Dr. Candan Yüceer, Çorlu Tren Katliamı’nın gerçekleştiği yerdeki menfezin fotoğrafını göstererek sözlerini şöyle sürdürdü

“Bakın bu dünya demiryolları tarihine geçecek utancın fotoğrafıdır. Bu büyük bir utanç. Ama ne ortada utanan var ne de hesap veren var. Dünya demiryolları tarihine geçecek kadar büyük bir faciada duruşma ancak bir yıl sonra yapılabildi. Bir yıldır adaleti bekleyen aileler avukatlarıyla beraber darp edildi. Mahkeme kapısı ailelerin, bizlerin, duruşmayı izleyenlerin üzerine kilitlendi. Yetmedi kapı zorlanarak açıldı ama bir yıl boyunca adaleti bekleyen ailelerin adalet arayışı sonuçsuz kaldı. Tek bir kişi siyasi sorumluluğu üstlenmedi. Tek bir demiryolları yöneticisi hâkim karşısına çıkarılmadı ama o günden bugüne o acılı aileler, avukatları, o mücadeleye destek veren milletin vekilleri, davayı izleyen gazeteciler yargılanıyorlar. Bizler bu vicdansızlığı adaletsizliği paylaştık diye bununla ilgili bir tweet paylaşımı yaptık diye benim hakkımda fezleke gönderiliyor. Ama verdiğimiz suç duyuruları takipsizlikle sonuçlanıyor. Neresinden bakarsanız bakın burada gerçekten yaşanan skandallar zinciri var.
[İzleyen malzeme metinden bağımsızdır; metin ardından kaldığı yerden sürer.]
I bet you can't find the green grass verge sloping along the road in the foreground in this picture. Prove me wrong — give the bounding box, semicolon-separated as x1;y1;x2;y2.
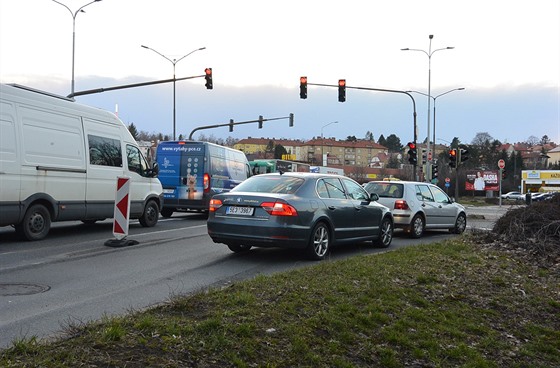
0;237;560;367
“ÖLÜMLER GÖZ GÖRE GÖRE GELDİ, 3 YIL OLDU ADALET GELMEDİ”

Burada tam bir vicdansızlık, hukuksuzluk var. Adaletin küçüldüğü ülkelerde büyük artık suçlulardır. Ve Maalesef Çorlu Tren Katliamı davası bunun bir örneği olarak tarihi geçecektir. Göz göre göre gelen ölümler var ama adalet 3 yıl oldu hala gelmedi. Yeni bilirkişi raporu son duruşmada sunuldu. O raporda bilirkişi tek tek bütün ihmalleri sıralıyor. Diyor ki; var olan menfezlerde yeni bir facia olabilir, önlem alın diyor. Bunu diyen bilirkişi raporu.

“ACILAR KÜLLENSİN, AİLELER SİNSİN İSTİYORSUNUZ. İZİN VERMEYECEĞİZ”
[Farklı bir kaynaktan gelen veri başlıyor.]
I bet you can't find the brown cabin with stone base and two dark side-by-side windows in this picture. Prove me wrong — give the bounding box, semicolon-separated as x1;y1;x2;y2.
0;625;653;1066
Dava sürecini uzatarak acılar küllensin istiyorsunuz. Hesap soran aileleri yargı sopasıyla sindirmek istiyorsunuz. Buna izin vermeyeceğiz. Çorlu Tren Katliamı’nı unutmayacağız, unutturmayacağız. Beren’in, Ömer’in, Oğuz Arda’nın, Gülce’nin hayatını çalanlardan, Sena’yı Bihter’i hayatının baharında ölüme götürenlerden er ya da geç hesap soracağız. Her şeyin ayan beyan olduğu yerde bile biz adalet dağıtamıyorsak vay halimize. Güneş balçıkla sıvanmaz. Her şey, sorumluluğunuz apaçık ortada ve bu vebal sizlerin boyunlarınızdadır.